Michael Höhmann erinnert an die lange Vorlaufzeit von der Idee bis zur Realisierung einer eigenen Stromgesellschaft: Es war 2008 als der damalige Bürgermeister Dr. Edgar Franke, sein damaliger Büroleiter Frank Börner (beide SPD) und der Fraktionsvorsitzende Michael Höhmann sich im Zug auf dem Weg nach Frankfurt begegneten. Es sollte nach Frankfurt gehen zur Vorstellung des neuen Landesprogramms "Aktive Kernstädte". Doch das einzige Thema im Bistrowagen: die sich ergebende Möglichkeit für die Kommune, das Stromnetz zu kaufen und selbst zu betreiben.

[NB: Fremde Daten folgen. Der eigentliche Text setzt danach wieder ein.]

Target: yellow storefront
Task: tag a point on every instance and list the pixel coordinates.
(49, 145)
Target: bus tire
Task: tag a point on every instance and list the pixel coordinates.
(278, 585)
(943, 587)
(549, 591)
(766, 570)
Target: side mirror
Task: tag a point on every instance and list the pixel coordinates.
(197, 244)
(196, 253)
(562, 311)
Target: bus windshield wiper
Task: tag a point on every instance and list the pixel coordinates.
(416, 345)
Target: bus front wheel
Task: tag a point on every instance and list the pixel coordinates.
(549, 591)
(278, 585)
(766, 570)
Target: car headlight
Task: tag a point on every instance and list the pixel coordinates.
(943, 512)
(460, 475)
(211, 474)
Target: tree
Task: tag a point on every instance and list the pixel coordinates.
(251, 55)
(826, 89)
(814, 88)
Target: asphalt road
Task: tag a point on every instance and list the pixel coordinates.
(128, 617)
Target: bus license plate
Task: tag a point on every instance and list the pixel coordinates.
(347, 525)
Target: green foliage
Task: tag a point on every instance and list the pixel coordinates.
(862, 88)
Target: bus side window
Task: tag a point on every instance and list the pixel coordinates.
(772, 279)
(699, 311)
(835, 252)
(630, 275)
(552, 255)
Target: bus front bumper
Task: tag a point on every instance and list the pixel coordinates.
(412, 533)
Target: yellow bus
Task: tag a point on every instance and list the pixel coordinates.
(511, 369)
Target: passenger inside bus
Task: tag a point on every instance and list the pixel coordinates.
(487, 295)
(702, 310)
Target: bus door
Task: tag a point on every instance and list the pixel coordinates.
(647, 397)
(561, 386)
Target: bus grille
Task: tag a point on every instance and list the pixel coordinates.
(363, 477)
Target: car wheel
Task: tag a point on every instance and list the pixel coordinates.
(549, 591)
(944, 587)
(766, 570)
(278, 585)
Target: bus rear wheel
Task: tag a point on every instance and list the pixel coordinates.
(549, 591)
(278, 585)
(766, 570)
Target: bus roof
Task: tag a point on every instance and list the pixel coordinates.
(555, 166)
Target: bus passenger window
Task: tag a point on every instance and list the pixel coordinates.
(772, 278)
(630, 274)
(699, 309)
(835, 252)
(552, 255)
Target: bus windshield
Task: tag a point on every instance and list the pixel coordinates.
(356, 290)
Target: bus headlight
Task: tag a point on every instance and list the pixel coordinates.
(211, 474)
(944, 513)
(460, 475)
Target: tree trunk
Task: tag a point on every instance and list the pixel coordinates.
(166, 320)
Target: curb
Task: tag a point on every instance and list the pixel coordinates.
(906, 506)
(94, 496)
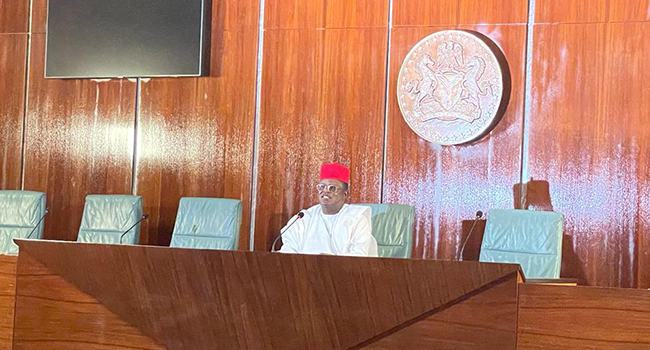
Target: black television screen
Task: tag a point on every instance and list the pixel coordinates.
(125, 38)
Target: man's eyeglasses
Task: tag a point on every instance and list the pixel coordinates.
(329, 188)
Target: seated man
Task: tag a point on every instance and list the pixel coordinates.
(331, 227)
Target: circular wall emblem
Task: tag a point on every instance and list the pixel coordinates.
(452, 88)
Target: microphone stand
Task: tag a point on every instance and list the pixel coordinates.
(479, 215)
(144, 216)
(299, 216)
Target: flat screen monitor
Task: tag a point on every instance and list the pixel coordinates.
(126, 38)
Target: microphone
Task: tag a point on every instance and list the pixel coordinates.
(47, 210)
(298, 217)
(144, 216)
(479, 215)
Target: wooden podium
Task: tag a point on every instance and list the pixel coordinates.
(96, 296)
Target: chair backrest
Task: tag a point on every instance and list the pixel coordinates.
(20, 212)
(107, 217)
(207, 223)
(533, 239)
(392, 226)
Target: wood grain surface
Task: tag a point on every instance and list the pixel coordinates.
(13, 50)
(563, 318)
(7, 300)
(194, 299)
(485, 319)
(78, 141)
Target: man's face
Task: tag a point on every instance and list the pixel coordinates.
(329, 195)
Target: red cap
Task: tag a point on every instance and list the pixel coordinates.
(335, 171)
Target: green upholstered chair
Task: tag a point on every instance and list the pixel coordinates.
(392, 226)
(20, 214)
(107, 217)
(533, 239)
(207, 223)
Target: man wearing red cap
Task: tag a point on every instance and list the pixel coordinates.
(332, 226)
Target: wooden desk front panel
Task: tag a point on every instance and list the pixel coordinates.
(7, 300)
(559, 318)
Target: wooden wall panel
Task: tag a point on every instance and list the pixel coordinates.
(295, 14)
(322, 101)
(568, 318)
(359, 13)
(13, 49)
(14, 16)
(591, 160)
(626, 115)
(195, 136)
(493, 11)
(629, 10)
(425, 12)
(570, 11)
(79, 141)
(7, 300)
(39, 16)
(447, 185)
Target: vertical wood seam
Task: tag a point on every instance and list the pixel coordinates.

Das Motiv war klar: hier bestehen die künftigen Gestaltungsfelder und Einnahmemöglichkeiten der Kommune. Einhergehend damit, konnte der Weg zur klimafreundlichen Kommune weiter bestritten werden.
In seiner Rede vor dem Stadtparlament betonte der Fraktionsvorsitzende dann auch, dass die eigentliche Zielstellung die Sicherung der kommunalen Selbstbestimmung ist.
Hier die Rede. Es gilt das gesprochene Wort.
"Sehr geehrter Herr Stadtverordnetenvorsteher, meine sehr geehrten Damen und Herren,
wir sind uns einig, wir wollen das Stromnetz rekommunalisieren.
Motiviert haben uns dabei Aspekte wie:
die Energiewende zu gestalten,
die Wertschöpfung in der Region zu halten,
positive Beiträge zu den kommunalen Haushalten zu erwirtschaften
und damit
die künftige Daseinsvorsorge zu sichern.
Dabei bestünden überschaubare Risiken, wie wir vernehmen konnten.
Dies sind Stichwörter aus den Informationsveranstaltungen. Nun liegt uns ein konkreter Vorschlag vor, wie eine Netzteigentumsgemeinschaft organisiert werden soll.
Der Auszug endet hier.